CSA (chemical shift anisotropy)-dipolar cross-correlation densities (also named CSA-dipolar interference terms) may couple longitudinal nuclear magnetizations of a two spin 1/2 system (in the present case, carbon-13 <I ^C _z > and proton <I ^H _z > magnetizations) with the magnetization mode <2I ^H _z I ^C _z >. A pulse sequence has been devised for converting <2I ^H _z >, created by the relaxation arising from CSA-dipolar interference, into observable transverse carbon-13 magnetization. Because of the weakness of interference terms, drastic precautions have been taken to eliminate all other contributions. An account of the theory underlying these experiments is given.
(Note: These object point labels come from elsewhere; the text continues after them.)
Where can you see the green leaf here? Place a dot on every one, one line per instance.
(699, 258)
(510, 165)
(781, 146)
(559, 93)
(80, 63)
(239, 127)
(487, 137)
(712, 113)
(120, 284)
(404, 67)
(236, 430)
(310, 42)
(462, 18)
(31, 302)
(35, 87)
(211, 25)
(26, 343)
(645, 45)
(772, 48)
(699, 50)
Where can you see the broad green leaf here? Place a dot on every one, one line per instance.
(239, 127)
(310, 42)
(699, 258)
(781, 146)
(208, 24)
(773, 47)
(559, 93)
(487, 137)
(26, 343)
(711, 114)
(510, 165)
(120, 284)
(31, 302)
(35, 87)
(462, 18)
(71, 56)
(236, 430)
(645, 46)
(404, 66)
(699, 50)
It includes aspects of spin dynamics and the derivation of cross-correlation spectral densities expressed within the ‘two-step model’ (or the ‘model free approach’), which is particularly well suited for treating dynamics of large molecules or of organized systems, A micellized surfactant, which possesses an aromatic ring bearing the polar head, provides a good example since it involves a slow motion capable of enhancing effects of these CSA-dipolar interference terms; one of the aromatic CH bonds constitutes the two spin system under investigation. Experimental results are discussed in terms of carbon and proton chemical shift anisotropies and of order parameters.